Der Mechanismus: Social-Media-Algorithmen optimieren auf Engagement — Klicks, Likes, Verweildauer, Shares. Inhalte, die starke Emotionen auslösen und bestehende Überzeugungen bestätigen, generieren mehr Engagement als nuancierte, ausgewogene Darstellungen. Das Ergebnis: Der Algorithmus zeigt jedem Nutzer eine Version der Realität, die seine Vorurteile bestätigt.

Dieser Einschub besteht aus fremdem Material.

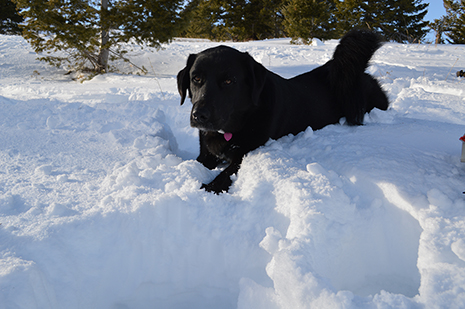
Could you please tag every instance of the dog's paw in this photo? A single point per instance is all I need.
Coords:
(219, 185)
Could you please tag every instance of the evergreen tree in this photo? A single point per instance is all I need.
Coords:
(454, 21)
(89, 30)
(9, 18)
(236, 20)
(306, 19)
(404, 21)
(439, 26)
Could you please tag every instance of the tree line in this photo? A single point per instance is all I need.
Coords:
(92, 31)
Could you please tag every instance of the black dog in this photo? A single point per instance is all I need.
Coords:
(238, 104)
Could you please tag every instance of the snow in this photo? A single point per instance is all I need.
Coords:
(100, 205)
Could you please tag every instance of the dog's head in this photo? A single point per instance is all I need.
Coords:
(224, 86)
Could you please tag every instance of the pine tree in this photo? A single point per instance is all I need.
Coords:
(236, 20)
(90, 30)
(309, 19)
(404, 21)
(396, 20)
(454, 21)
(9, 18)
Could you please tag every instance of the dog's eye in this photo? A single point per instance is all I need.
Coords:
(197, 79)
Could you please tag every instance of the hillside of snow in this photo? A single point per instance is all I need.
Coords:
(100, 205)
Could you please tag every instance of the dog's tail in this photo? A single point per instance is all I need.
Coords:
(347, 74)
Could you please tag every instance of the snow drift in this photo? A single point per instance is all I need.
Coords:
(100, 205)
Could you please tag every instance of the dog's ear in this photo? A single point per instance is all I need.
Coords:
(184, 78)
(258, 75)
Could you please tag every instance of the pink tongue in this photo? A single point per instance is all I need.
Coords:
(227, 136)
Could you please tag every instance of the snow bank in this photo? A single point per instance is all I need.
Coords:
(100, 205)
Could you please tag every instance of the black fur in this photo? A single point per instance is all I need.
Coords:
(233, 93)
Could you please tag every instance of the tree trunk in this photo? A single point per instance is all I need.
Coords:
(104, 37)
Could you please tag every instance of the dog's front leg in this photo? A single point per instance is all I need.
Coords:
(223, 181)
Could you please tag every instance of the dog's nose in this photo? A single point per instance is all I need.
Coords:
(201, 115)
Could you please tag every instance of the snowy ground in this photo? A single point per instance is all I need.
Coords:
(100, 205)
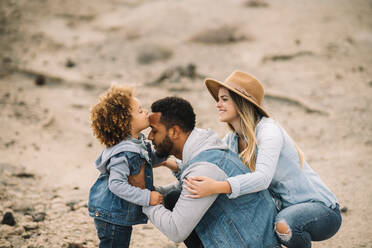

Die Forschungslage ist differenzierter als die öffentliche Debatte. Studien zeigen, dass Echokammern existieren, aber nicht so hermetisch sind, wie befürchtet. Die meisten Menschen sind über Plattformen hinweg diversen Meinungen ausgesetzt. Das Problem ist weniger die Filter-Bubble (nicht genug Diversität) als die Attention Economy (extreme Positionen bekommen überproportionale Aufmerksamkeit).
KI-basierte Empfehlungssysteme stehen im Zentrum der Kritik. YouTubes Algorithmus empfahl laut interner Studie Inhalte, die Nutzer zu immer extremeren Positionen führten. Facebook/Meta veränderte nach internen Enthüllungen (Frances Haugen, 2021) die Ranking-Algorithmen, um weniger polarisierende Inhalte zu bevorzugen.
Die Gegenmaßnahmen: Algorithmische Transparenz (was zeigt mir der Algorithmus und warum?), Diversity-Constraints in Empfehlungssystemen (bewusst andere Perspektiven einblenden) und regulatorische Anforderungen (der EU Digital Services Act fordert Transparenz bei algorithmischem Ranking).